No statistically significant differences between groups were found in the measurement of near and distance phoria (P ≥0.557), NPC (P = 0.700) and fusional vergences (P ≥0.059). According to standard criteria, no statistically significant differences were present among groups in the number of cases with binocular or accommodative disorders (P ≥0.471).
The comparison between the three types of neurodevelopmental disorders included revealed the presence of a significantly lower amplitude of accommodation in children with DCD compared with dyslexics. Furthermore, less exophoria at near was present in children with dyslexia compared with children with ADHD (P = 0.018) and DCD (P = 0.054).

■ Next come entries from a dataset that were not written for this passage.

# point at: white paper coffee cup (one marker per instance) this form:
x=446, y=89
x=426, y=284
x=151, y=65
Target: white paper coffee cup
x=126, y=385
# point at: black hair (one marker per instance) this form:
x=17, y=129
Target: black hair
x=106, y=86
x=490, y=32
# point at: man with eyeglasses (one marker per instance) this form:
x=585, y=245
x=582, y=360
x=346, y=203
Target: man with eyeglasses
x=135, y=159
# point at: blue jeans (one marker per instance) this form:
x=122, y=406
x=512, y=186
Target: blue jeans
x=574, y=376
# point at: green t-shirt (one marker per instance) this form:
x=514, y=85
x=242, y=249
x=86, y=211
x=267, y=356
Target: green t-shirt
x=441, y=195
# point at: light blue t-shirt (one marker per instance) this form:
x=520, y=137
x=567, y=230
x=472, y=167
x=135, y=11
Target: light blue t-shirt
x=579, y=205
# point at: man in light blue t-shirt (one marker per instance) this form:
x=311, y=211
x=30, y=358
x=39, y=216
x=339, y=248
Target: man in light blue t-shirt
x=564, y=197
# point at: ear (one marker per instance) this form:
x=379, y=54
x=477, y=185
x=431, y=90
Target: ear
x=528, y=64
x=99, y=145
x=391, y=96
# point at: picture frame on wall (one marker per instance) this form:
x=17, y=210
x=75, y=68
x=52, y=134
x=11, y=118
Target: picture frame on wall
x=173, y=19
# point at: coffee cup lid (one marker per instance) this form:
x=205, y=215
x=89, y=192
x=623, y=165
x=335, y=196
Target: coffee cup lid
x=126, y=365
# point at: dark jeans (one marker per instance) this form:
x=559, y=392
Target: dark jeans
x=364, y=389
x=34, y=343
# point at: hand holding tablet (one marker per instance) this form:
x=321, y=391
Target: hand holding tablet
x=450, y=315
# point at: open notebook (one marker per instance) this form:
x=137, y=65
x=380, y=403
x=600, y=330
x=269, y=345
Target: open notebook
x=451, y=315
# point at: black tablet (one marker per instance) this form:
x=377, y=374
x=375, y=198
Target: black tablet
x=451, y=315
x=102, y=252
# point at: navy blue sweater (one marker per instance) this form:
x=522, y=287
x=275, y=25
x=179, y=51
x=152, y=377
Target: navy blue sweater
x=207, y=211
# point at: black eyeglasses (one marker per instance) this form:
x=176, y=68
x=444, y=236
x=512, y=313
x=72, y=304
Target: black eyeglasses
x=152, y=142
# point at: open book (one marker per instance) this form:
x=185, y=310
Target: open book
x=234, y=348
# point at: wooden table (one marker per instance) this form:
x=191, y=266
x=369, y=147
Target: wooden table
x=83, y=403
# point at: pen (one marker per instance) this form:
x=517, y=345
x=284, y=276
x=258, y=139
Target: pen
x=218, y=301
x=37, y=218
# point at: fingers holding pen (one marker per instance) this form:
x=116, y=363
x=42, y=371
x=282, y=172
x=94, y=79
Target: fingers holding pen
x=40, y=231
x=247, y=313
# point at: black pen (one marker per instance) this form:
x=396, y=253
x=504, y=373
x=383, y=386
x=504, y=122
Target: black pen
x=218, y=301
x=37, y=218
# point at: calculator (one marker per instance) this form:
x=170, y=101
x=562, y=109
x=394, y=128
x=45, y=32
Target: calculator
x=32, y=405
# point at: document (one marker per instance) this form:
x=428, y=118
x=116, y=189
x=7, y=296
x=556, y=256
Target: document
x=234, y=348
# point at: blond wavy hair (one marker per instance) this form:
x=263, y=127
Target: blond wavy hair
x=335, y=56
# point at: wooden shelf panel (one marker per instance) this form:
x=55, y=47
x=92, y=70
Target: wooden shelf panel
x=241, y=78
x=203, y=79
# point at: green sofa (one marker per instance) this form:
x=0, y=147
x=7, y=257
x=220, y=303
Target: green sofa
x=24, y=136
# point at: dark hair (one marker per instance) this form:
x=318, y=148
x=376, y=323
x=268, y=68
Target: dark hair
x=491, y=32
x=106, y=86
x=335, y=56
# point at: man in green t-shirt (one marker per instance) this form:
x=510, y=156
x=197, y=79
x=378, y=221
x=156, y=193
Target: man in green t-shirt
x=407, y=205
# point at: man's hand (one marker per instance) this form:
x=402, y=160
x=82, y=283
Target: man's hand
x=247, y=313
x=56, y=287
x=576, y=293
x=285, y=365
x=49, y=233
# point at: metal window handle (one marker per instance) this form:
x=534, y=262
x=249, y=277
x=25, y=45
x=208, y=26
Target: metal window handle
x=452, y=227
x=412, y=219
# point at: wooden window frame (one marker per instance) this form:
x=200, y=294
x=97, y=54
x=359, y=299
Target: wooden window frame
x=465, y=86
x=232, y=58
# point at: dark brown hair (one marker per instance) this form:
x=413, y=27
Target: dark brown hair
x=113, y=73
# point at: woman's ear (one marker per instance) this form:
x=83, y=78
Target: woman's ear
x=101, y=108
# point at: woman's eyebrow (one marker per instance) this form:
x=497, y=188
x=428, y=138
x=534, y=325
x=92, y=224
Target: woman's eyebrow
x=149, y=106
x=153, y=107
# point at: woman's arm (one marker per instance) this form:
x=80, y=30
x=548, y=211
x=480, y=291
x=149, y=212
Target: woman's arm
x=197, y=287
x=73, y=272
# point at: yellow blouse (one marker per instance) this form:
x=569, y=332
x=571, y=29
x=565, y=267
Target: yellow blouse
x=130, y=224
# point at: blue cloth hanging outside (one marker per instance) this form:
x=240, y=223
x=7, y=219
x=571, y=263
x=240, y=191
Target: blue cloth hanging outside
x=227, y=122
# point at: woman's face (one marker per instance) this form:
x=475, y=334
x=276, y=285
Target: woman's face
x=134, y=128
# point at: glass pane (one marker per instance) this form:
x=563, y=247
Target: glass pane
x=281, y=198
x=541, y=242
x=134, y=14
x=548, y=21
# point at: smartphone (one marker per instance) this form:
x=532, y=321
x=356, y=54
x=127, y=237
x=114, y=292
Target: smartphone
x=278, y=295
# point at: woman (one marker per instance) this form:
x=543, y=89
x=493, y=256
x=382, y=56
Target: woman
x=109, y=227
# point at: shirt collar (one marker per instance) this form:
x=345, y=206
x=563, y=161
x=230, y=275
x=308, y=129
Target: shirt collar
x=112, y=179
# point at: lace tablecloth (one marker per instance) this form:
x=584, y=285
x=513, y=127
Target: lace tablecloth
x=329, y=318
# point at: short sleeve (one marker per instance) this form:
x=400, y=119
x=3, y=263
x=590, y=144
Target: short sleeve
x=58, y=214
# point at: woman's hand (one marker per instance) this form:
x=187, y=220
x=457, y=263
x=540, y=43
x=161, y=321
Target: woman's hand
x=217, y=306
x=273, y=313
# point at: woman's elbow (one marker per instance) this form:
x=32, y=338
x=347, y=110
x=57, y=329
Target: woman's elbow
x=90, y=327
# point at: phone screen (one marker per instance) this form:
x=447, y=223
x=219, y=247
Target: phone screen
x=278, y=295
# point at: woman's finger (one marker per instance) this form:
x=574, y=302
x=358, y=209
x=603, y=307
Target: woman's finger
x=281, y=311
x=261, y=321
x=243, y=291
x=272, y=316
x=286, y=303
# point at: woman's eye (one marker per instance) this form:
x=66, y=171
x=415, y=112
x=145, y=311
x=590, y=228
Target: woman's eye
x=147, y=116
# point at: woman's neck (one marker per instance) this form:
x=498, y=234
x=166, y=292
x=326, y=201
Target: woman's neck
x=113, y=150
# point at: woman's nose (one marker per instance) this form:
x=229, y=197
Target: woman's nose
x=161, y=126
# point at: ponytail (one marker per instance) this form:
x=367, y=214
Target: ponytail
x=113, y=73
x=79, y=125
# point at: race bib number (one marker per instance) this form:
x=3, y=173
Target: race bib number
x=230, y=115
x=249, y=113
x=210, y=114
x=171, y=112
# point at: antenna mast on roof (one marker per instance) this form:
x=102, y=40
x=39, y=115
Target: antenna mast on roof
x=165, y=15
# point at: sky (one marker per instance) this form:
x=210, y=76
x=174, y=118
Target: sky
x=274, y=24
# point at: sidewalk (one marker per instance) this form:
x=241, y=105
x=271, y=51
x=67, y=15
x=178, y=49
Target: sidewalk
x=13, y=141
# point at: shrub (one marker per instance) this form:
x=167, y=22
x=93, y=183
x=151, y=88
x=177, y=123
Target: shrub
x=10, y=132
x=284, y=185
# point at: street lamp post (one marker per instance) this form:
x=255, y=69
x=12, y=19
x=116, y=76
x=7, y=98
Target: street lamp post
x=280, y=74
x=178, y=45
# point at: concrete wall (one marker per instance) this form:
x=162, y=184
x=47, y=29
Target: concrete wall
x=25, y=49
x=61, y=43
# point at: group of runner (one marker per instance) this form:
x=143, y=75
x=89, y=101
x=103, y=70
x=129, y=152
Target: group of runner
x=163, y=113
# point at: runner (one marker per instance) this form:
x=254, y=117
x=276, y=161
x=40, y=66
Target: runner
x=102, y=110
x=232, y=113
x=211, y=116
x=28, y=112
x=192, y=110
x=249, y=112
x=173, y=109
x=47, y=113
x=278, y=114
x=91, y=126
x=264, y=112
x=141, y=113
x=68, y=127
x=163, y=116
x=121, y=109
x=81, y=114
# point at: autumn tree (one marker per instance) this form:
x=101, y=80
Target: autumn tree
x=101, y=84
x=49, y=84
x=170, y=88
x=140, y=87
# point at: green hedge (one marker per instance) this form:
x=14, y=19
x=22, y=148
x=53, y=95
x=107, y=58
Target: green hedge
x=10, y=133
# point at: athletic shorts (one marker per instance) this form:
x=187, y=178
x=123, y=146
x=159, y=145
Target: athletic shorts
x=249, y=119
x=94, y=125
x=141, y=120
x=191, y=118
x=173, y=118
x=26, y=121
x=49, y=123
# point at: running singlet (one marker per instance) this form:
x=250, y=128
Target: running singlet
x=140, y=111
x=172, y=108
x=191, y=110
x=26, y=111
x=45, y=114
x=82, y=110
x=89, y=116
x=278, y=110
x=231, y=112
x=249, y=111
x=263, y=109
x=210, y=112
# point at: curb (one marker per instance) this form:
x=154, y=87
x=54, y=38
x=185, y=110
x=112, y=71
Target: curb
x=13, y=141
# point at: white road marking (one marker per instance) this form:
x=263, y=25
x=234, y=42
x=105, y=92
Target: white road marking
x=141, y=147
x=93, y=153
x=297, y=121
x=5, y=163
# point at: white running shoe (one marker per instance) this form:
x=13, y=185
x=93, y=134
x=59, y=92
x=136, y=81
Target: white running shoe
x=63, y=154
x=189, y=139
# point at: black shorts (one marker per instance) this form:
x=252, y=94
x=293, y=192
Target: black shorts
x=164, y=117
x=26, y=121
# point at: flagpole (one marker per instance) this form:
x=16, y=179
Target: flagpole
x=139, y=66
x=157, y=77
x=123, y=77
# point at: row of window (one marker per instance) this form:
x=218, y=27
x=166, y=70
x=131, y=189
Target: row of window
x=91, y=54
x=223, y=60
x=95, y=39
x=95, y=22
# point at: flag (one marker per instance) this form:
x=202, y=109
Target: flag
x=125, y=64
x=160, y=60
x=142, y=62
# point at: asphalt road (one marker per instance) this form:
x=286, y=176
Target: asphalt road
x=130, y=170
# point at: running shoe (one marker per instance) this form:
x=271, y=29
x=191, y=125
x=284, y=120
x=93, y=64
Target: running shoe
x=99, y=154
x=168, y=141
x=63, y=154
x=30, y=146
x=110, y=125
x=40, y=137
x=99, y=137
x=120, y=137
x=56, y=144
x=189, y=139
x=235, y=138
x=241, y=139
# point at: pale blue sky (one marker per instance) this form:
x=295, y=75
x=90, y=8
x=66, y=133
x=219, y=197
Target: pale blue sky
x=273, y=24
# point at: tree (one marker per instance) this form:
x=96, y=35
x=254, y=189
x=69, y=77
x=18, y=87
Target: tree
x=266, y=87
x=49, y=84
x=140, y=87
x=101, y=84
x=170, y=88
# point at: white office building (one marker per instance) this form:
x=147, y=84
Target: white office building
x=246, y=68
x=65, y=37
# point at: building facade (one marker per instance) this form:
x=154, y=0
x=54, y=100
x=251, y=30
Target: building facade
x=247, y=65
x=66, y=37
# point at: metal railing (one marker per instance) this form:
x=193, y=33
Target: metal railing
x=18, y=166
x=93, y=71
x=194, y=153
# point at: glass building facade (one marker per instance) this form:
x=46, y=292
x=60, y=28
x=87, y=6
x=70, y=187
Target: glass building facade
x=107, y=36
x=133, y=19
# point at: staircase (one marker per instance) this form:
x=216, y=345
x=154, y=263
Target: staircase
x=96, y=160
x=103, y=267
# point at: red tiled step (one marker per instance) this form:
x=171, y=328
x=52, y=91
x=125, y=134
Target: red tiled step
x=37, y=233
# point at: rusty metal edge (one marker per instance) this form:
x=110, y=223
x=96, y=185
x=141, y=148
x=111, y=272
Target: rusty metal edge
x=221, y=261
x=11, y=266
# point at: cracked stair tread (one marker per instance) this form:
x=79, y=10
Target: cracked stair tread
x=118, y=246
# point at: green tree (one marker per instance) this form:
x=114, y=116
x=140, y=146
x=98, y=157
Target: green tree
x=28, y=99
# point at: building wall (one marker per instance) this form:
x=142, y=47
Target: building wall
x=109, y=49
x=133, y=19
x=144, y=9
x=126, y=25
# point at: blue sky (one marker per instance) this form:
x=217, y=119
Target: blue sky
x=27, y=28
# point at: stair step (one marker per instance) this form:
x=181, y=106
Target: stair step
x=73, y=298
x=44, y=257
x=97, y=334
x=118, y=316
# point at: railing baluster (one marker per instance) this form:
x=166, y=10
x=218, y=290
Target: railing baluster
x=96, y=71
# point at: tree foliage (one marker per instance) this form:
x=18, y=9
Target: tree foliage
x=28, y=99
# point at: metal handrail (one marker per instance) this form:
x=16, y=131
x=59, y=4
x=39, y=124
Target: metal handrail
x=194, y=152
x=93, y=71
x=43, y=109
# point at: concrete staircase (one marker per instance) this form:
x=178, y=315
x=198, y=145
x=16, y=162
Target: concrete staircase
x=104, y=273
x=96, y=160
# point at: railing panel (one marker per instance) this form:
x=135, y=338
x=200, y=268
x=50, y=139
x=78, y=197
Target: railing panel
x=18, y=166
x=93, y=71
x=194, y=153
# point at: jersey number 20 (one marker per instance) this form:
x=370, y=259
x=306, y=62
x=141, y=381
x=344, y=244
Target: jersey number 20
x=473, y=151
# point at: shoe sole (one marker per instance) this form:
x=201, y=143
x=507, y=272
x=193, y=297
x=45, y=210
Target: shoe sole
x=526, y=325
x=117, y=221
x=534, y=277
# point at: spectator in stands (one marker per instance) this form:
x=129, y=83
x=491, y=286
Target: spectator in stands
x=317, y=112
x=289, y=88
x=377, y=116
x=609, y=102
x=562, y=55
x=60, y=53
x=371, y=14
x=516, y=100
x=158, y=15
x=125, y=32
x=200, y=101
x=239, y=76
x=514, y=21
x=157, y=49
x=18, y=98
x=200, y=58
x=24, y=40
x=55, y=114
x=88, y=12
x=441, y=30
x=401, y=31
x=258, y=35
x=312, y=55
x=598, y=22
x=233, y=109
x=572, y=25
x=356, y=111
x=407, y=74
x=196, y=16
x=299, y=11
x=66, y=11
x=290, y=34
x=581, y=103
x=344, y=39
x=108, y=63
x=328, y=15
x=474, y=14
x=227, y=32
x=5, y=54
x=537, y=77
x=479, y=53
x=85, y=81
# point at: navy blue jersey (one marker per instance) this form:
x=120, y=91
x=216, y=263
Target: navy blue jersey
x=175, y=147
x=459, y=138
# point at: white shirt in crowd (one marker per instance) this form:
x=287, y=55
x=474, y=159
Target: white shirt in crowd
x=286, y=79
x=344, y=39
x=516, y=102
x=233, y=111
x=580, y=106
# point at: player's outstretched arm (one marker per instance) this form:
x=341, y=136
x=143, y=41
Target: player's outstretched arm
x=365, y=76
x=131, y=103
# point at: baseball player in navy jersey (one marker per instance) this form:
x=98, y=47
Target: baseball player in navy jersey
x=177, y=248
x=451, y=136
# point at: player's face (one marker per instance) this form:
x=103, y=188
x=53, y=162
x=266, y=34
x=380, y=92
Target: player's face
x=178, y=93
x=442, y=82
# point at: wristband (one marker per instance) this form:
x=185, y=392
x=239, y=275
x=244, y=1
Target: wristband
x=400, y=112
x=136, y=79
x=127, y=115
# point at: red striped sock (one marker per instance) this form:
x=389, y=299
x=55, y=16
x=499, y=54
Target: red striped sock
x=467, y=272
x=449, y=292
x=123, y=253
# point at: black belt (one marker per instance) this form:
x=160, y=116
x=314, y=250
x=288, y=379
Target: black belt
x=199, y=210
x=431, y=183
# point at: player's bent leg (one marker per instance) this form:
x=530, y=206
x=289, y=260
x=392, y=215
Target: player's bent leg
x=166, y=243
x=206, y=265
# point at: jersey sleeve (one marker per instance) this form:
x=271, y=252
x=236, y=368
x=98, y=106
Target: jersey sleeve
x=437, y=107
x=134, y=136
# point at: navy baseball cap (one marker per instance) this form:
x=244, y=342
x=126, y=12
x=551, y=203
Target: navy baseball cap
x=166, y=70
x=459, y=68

Concerning oculomotricity, significantly impaired scores were found with the subjective test (NSUCO and DEM tests) in children with NDDs compared with healthy children (P <0.001), with no significant differences between children with oculomotor abnormalities but without NDD and children with NDDs (P ≥0.063). Regarding eye tracking analyses, we found a significantly higher number of hypometric saccades in children with NDDs compared to healthy children (P ≤0.044).
Likewise, we found a significantly higher percentage of regressions in the group of children with NDDs when a time interval of presentation between stimuli of 1 second was used (P = 0.012). Significant correlations were found between different NSUCO scores and percentage of regressions, number of saccades completed and number of hypometric saccades.
Children with dyslexia, ADHD and DCD show an altered oculomotor pattern and a more reduced amplitude of accommodation, however, this is not always compatible with the diagnostic criteria of an accommodative insufficiency. Accommodative and binocular vision problems are not always present in these children and so cannot be considered an aetiological factor.
Likewise, hypometric saccades and regressions are commonly present in children with NDDs. However, oculomotor anomalies can be present in children with and without NDDs, and therefore they do not seem to be a good diagnostic criterion of these complex types of disorders.
Future research should be focused on the analysis of the impact of oculomotor alterations associated with NDDs and how complementary binocular and accommodative anomalies impact on the child’s development. This is critical since it will help define a standardised scientific-based approach for the management of the visual and oculomotor problems in children with NDDs. This, in turn, will help prevent exposure to pseudotherapies and treatments based on visual approaches that are not useful.